Even though spending on social media marketing is at an all-time high and continues to grow, there’s a good reason that the overall portion of the marketing budget dedicated to social channels remains comparatively small. Frankly, this is a bit surprising. It’s been nearly 10 years after social media arrived on the scene; and today, social media essentially dominates as a share of digital consumer attention, yet social channels remain an under served target for many businesses.

The underlying reasons for this general underinvestment in social media marketing are complex. In general, marketers have discovered that attaining their objectives through social media can be less predictable, particularly because the discipline itself is one of the fastest changing in the media business. It is harder to tie outcomes to specific business goals. Directly translating traditional marketing activities into social media usually doesn’t produce the best results, as marketing efforts typically have to be rethought for two-way engagement, user participation, and/or viral amplification.

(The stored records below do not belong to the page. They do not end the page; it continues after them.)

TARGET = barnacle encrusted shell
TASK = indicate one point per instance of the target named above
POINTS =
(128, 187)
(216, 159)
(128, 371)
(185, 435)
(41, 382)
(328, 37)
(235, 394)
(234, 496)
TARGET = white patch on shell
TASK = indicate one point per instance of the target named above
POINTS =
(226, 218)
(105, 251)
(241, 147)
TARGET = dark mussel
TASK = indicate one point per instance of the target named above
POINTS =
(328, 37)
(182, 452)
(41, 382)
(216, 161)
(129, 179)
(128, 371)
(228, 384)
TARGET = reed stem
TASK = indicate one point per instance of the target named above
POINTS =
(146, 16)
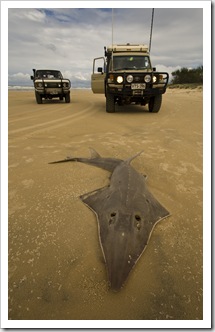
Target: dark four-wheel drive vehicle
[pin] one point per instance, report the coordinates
(50, 84)
(127, 76)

Some of the current data is sobering:

Yet over 70% of marketers plan on increasing their investment in social media next year, and by an average of 50%. This means marketers will be doing more in social, expectations by the business will be higher, and successful outcomes more important than ever.

In this environment then, my research indicates that marketing teams will be looking to increase the effectiveness of their social marketing efforts in three ways: a) by better adapting their digital assets and campaigns to social channels, b) shifting to a focus to managing for quality metrics, instead of just quantitative measures, and c) preparing for more rapid engagement in new channels including mobile and new emerging social networks.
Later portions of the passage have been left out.